Sheltering

It is in the shelter of each other that people live. ~ Irish proverb

I am superstitious. I collect lucky pennies, avoid cracks in the sidewalk, and when a clock reads 11:11 or 1:11, I make a wish. Which is why I rarely share when things are going well. Because when I do, it is followed shortly by a post that either hints at relapse or describes one in full.

So it is with a tempt of fate that I share: things are going well. No longer does that need to mean, though, that Swenny is sober. It reflects instead a new frame of mind. One with right angles squared by the experiences and support of others.

In an effort to not borrow too heavily from the future, I have been immersing myself in each day and dunking Swenny along with me. Which is partly why last week found us boarding a plane – together – to visit family. My last three trips I took alone, only to return to relapses that were difficult and damaging. So with me he came.

A few days in, shaky hands revealed withdrawal. Where my sister saw the positive in their signal that he wasn’t drinking, to me it meant only that he had been. Until he couldn’t. Because consecutive twenty-four hour stretches spent with me ensured that he wouldn’t. It took just one day home, though, at a distance kept safely from me, to steady him.

And the community with which I have surrounded myself has steadied me. Among family and friends, favorite writers and even readers of swennyandcher is where I live. Where some provide advice and others bring support. Where still others reach generously and sometimes painfully into their own experiences with alcoholism to help me see through. Swenny, I hope, is living likewise in his own shelter of others…family, friends, co-workers past and present, and the sober communities with which he is engaged.

So it has become that even though the address we write in the upper lefthand corner of an envelope might be the same, Swenny and I live in different places. In the shelter of distinct groups of others and each other all at once. My broadened frame of mind accepts this as perfectly okay. Because wherever it is we live, it is the right place…or places. For us. For now.

 

 

war…and peace

The other day, Swenny returned home from a meeting and greeted me with a truce. No longer, he said, will he treat me as the enemy. Caught in a moment that presented the last many years as a three-sided war, he offered to fight now alongside me.
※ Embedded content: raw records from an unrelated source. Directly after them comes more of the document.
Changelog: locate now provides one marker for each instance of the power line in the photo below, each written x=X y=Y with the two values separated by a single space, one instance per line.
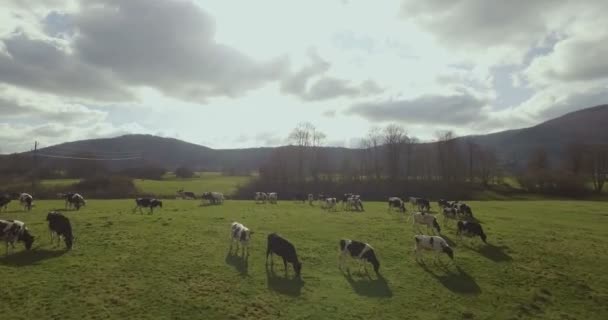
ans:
x=84 y=158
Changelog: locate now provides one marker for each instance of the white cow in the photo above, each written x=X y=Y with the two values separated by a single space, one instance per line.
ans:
x=432 y=243
x=241 y=235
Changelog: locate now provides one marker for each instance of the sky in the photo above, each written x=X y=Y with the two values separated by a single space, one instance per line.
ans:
x=233 y=74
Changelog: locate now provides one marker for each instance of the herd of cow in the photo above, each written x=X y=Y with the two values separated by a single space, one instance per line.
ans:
x=12 y=231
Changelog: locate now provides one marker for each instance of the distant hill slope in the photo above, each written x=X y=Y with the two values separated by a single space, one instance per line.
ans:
x=587 y=125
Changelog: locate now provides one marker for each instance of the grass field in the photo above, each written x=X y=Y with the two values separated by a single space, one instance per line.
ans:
x=546 y=260
x=207 y=181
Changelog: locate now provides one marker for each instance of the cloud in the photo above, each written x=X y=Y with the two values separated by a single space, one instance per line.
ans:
x=324 y=87
x=168 y=45
x=582 y=58
x=430 y=109
x=48 y=66
x=480 y=22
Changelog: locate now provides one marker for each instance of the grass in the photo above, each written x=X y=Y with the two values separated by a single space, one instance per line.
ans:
x=208 y=181
x=546 y=260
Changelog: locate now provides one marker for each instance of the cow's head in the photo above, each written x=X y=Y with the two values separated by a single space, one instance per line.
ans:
x=27 y=238
x=447 y=250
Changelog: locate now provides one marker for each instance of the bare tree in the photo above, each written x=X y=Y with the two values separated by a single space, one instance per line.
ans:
x=394 y=139
x=597 y=165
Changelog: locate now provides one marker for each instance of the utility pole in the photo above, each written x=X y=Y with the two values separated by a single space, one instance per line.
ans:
x=35 y=166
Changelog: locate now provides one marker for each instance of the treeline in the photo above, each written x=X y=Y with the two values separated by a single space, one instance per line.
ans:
x=582 y=168
x=387 y=157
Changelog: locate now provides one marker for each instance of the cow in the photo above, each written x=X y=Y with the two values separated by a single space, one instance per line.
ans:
x=260 y=197
x=311 y=199
x=432 y=243
x=66 y=196
x=471 y=229
x=60 y=226
x=186 y=194
x=423 y=204
x=147 y=203
x=5 y=199
x=26 y=200
x=330 y=204
x=12 y=231
x=284 y=249
x=396 y=202
x=426 y=219
x=273 y=197
x=360 y=251
x=354 y=203
x=449 y=213
x=241 y=235
x=77 y=201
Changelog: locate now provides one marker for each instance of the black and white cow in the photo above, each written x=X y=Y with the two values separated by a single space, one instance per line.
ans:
x=76 y=201
x=330 y=204
x=260 y=197
x=5 y=199
x=12 y=231
x=426 y=219
x=284 y=249
x=241 y=235
x=186 y=194
x=471 y=229
x=66 y=196
x=26 y=200
x=60 y=226
x=147 y=203
x=360 y=251
x=432 y=243
x=273 y=197
x=396 y=202
x=449 y=213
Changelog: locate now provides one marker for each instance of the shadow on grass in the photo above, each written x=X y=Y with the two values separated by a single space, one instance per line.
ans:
x=31 y=257
x=450 y=242
x=284 y=285
x=239 y=262
x=368 y=287
x=492 y=252
x=456 y=281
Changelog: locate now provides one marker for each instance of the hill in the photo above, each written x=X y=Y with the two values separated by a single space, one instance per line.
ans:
x=514 y=146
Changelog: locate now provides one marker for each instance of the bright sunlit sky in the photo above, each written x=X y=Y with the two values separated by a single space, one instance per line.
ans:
x=231 y=74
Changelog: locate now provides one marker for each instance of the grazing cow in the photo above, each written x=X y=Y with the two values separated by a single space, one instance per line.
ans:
x=426 y=219
x=273 y=197
x=241 y=235
x=26 y=200
x=360 y=251
x=471 y=229
x=77 y=201
x=147 y=203
x=354 y=203
x=330 y=204
x=260 y=197
x=66 y=196
x=12 y=231
x=423 y=204
x=60 y=226
x=395 y=202
x=432 y=243
x=284 y=249
x=186 y=194
x=5 y=199
x=464 y=210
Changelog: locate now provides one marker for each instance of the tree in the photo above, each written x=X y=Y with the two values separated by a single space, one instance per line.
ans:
x=394 y=139
x=597 y=165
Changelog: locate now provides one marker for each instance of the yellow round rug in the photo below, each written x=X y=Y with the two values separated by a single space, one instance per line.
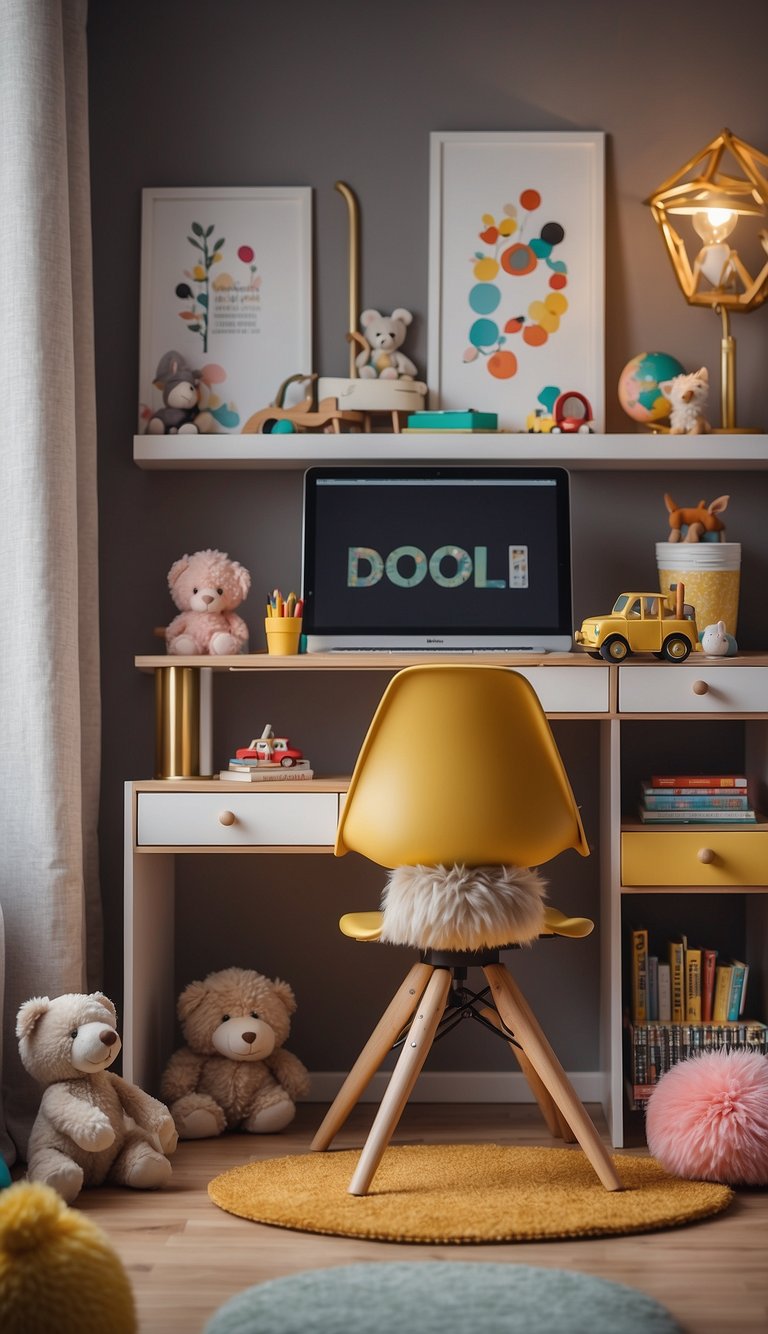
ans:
x=464 y=1194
Where I had considered us comrades, he thought us to be enemies. Because anyone that comes between him and alcohol is the enemy. Swenny the alcoholic claims this truth. The husband, father, brother, son and friend in him deny it, but alcoholism renders them irrelevant at best, hostile and destructive at worst.

Unsure where it leaves me, I listened to his explanation. And what I heard was a promise. Not a promise to stop drinking, but a promise that when I extend my hand, he will take it. That before I am prompted to  search for bottles, he will acknowledge the strength of the opponent we face with evidence of a retreat not taken. That he trusts I am motivated by what is best for him while understanding that others hurt, too. And that the next time I return to the front, I will do so armed with his willingness to consider resources left yet un-enlisted.

Most importantly, I heard a promise that never again will I find him behind enemy lines battling against me. And my promise to him? To keep fighting.

 

 

The Bend in the River

Long ago, I removed from my hope chest the dream of a house at the bend in the river where the cottonwoods grow. It was a concept borne of cowboy swagger, and it wasn’t for me.

There was a time, though, when I believed that it was. Until the line marking the whiskey bottle was drown by the water used to refill it, determining a different path completely. A path that took me from walking our kids to school and organizing play dates to answering to moms on the playground about where I spent my days, to family questioning my judgment in placing my children in the care of strangers, and to neighbors who tracked my hours and travel schedule, asking me if it was worth it. As the lone witness to Swenny’s increasing struggle with alcoholism, I knew that it was.

Those who enjoyed shelter beneath roofs provided for by someone else thought my only expense was the price of a mortgage and groceries. But those were simply wages well-allocated and never missed. The absence I felt was of what I never had: someone with whom to share hardship. Someone to take the reins on days when I couldn’t, or take the lead when I couldn’t find my way. Someone to place a window at just my height so I could see more clearly what was out there.

Someone to take me to the bend in the river where the cottonwoods grow. Because while I had once convinced myself that such a thing was not for me, I admit now that it could have been.